Hierarchical Visual Interface for Educational Video Retrieval and Summarization

Jiahao Weng Japan Advanced Institute of Science and Technology, Ishikawa, Japan Chao Zhang University of Fukui, Fukui, Japan Xi Yang Jilin University, Changchun, China Haoran Xie Japan Advanced Institute of Science and Technology, Ishikawa, Japan

Abstract

With the emergence of large-scale open online courses and online academic conferences, it has become increasingly feasible and convenient to access online educational resources. However, it is time consuming and challenging to effectively retrieve and present numerous lecture videos for common users. In this work, we propose a hierarchical visual interface for retrieving and summarizing lecture videos. Users can utilize the proposed interface to effectively explore the required video information through the results of the video summary generation in different layers. We retrieve the input keywords with the corresponding video layer with timestamps, a frame layer with slides, and the poster layer with summarization of the lecture videos. We verified the proposed interface with our user study by comparing it with other conventional interfaces. The results from our user study confirmed that the proposed interface can achieve high retrieval accuracy and good user experience.

keywords:

Educational video, slide-based video, user interface, information retrieval

1 INTRODUCTION

Open online courses and online academic conferences play an important role in addressing the global pandemic issue. There is a growing trend of courses and academic conferences being held online with available online video sources. However, a major challenge with the emergence of large-scale online resources is how to effectively retrieve and present the desired video contents from numerous resources for end users. While the conventional interface can help navigate educational videos, provide content-based lecture video retrieval, and use data-driven interaction techniques for improving the navigation of Educational Videos [1, 2], it is difficult for the common user to explore videos with satisfied interaction and summarization. For example, when users want to search for a specific technique in an academic conference, they will likely get several results after typing a keyword. The current video retrieval systems do not provide a satisfactory interaction and summarization function for saving the user’s time.
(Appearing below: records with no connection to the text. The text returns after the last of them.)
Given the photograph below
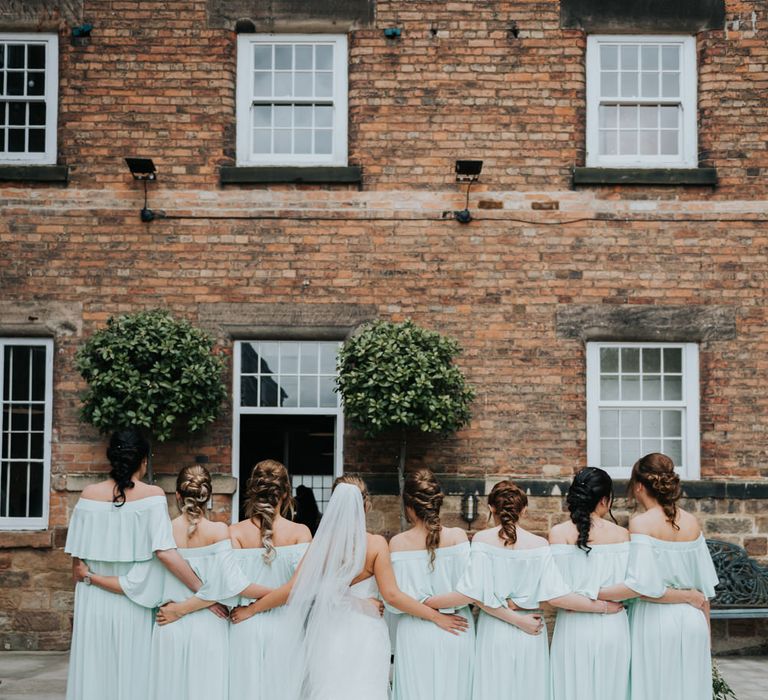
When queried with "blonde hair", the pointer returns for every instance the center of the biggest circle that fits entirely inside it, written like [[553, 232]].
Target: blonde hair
[[195, 489], [268, 489]]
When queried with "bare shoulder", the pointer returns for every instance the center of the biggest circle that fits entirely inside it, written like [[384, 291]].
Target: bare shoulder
[[451, 536], [562, 533]]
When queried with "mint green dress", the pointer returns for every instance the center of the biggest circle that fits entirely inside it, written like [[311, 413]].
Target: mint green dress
[[590, 652], [505, 656], [250, 674], [189, 657], [671, 656], [431, 664], [111, 634]]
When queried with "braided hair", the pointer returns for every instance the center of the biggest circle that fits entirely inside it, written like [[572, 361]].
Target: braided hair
[[656, 472], [127, 450], [194, 489], [423, 495], [268, 489], [508, 501], [590, 486]]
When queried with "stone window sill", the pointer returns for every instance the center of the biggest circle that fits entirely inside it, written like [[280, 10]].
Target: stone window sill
[[271, 175], [34, 173], [645, 176]]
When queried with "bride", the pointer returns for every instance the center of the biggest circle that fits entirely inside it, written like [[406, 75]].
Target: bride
[[340, 646]]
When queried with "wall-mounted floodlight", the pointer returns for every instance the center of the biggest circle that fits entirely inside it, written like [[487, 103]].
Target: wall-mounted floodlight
[[143, 169], [467, 171]]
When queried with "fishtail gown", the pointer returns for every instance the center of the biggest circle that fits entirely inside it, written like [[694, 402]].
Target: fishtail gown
[[506, 657], [431, 664], [189, 657], [590, 652], [111, 634], [670, 643], [250, 675]]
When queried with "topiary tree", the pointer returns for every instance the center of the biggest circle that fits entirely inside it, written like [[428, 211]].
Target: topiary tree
[[152, 371], [401, 377]]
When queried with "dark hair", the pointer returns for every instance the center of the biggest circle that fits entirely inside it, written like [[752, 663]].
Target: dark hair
[[195, 489], [508, 501], [268, 488], [422, 493], [127, 450], [656, 472], [590, 486]]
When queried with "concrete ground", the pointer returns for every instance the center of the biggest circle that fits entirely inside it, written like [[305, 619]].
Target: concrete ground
[[42, 675]]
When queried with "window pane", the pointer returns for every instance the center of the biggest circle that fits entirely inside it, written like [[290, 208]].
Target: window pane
[[609, 453], [304, 57], [609, 84], [630, 423], [670, 84], [673, 423], [630, 388], [609, 57], [673, 388], [673, 360], [289, 358], [289, 392], [630, 359], [324, 141], [670, 57], [609, 423], [323, 57], [262, 56], [324, 84], [609, 359], [284, 57], [249, 391], [651, 424], [609, 388], [649, 56], [651, 388]]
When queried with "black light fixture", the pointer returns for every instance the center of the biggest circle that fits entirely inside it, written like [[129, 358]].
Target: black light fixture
[[467, 171], [143, 169], [469, 507]]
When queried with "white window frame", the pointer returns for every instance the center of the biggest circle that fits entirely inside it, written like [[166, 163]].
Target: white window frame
[[40, 523], [245, 100], [689, 155], [51, 99], [238, 411], [690, 404]]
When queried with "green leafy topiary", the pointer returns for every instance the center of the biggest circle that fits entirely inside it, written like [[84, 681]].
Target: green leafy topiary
[[399, 376], [152, 371]]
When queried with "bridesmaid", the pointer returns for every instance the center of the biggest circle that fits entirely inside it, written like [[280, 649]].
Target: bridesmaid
[[199, 641], [429, 560], [511, 566], [268, 548], [670, 643], [115, 524], [590, 653]]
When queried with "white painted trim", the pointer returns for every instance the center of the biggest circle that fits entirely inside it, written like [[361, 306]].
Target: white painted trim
[[689, 157], [244, 100], [690, 371], [40, 523], [238, 411], [51, 100]]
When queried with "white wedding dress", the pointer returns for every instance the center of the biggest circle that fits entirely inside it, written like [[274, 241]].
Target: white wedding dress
[[340, 646]]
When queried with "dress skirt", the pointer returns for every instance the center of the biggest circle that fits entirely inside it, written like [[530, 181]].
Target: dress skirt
[[670, 652], [590, 657]]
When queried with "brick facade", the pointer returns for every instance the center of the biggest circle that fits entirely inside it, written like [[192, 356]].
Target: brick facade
[[500, 81]]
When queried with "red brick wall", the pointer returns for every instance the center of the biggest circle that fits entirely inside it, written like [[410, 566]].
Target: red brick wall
[[155, 81]]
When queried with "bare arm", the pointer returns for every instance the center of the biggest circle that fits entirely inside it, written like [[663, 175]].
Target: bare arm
[[580, 603], [390, 591]]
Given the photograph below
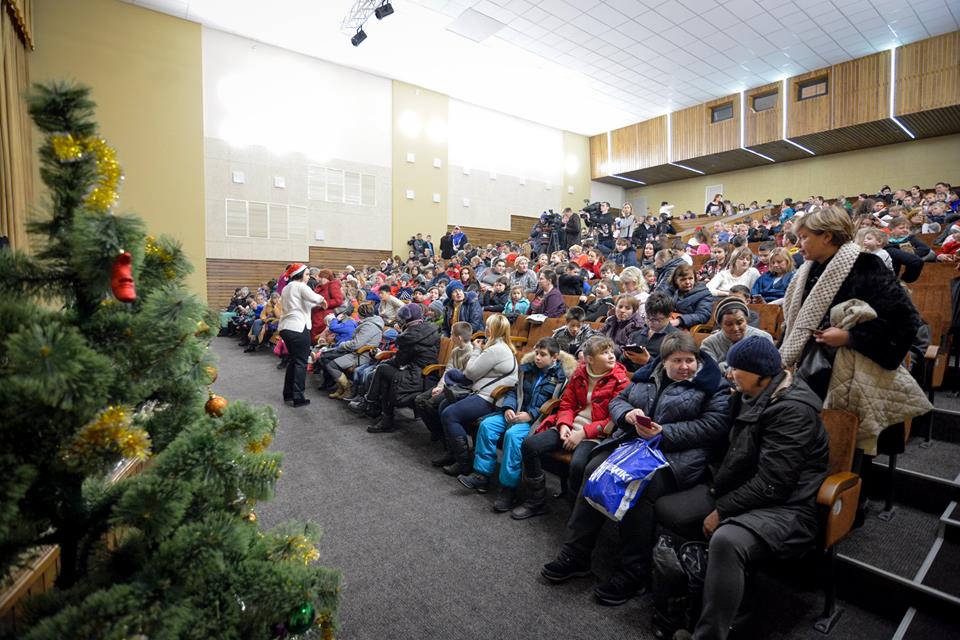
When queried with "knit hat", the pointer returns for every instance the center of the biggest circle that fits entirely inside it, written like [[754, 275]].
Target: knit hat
[[730, 304], [757, 355], [294, 270], [410, 312]]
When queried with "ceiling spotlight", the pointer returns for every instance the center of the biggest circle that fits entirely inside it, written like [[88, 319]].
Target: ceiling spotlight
[[383, 11], [359, 37]]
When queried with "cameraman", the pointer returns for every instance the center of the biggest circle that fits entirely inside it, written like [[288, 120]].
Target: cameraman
[[571, 228], [603, 222]]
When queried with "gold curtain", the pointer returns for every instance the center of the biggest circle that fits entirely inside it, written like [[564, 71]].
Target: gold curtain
[[16, 146]]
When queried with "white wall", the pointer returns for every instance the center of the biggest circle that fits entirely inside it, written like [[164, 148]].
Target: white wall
[[269, 112], [515, 167]]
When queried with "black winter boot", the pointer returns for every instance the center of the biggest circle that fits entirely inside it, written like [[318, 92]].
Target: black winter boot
[[534, 499], [462, 458]]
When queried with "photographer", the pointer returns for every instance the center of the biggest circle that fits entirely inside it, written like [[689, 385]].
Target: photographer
[[603, 223], [571, 228]]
Refer to caption — Figure 1: The proposed hierarchical visual interface for lecture videos with retrieval page with keywords (A), poster layer (B), video layer (C) and frame layer (D).

In this paper, we propose a hierarchical visual interface for lecture videos and academic presentations with video retrieval and summarization as shown in Figure 1. The proposed system utilizes the slide detection algorithm to extract slides from the video and adopts state-of-the-art image analysis approach [3] to extract visual contents from the slides. The hierarchical visual interface consists of a video layer that contains video and groups of slides with timestamps, a frame layer that contains the speech content and visual content of one selected slide, and a poster layer that demonstrates the summarized video in a poster style. This interface can fulfill the diverse usage scenario for different users. The first scenario is that when users want to see an overview of a specific video, they can enter the poster layer.The second scenario is that when users only want to view a specific part of the video, they can click the title in the poster layer to redirect them to the corresponding video layer.The third scenario is that when users want to view the textual matter of the speech content or the slide rather than the video, they can enter the frame layer. Finally, we verify that the proposed visual interface can help the user retrieve lecture videos more conveniently and efficiently.

2 RELATED WORK

Given that academic conference presentations and lectures are increasingly being made available on YouTube and Massive Open Online Course (MOOC) websites, the video retrieval from video contents has become particularly common and plays an important role in personal study. These websites obtain metadata from the video and create an algorithm for estimating places on the slide where the speaker explains automatically [4]. DynamicSlide designed an interaction interface that uses the speech content in the lecture video to show where the lecturer explains on the slide and helps the user take notes [5]. Although these user interfaces may help users in online lecture learning, they may have difficulty with retrieving the information conveniently.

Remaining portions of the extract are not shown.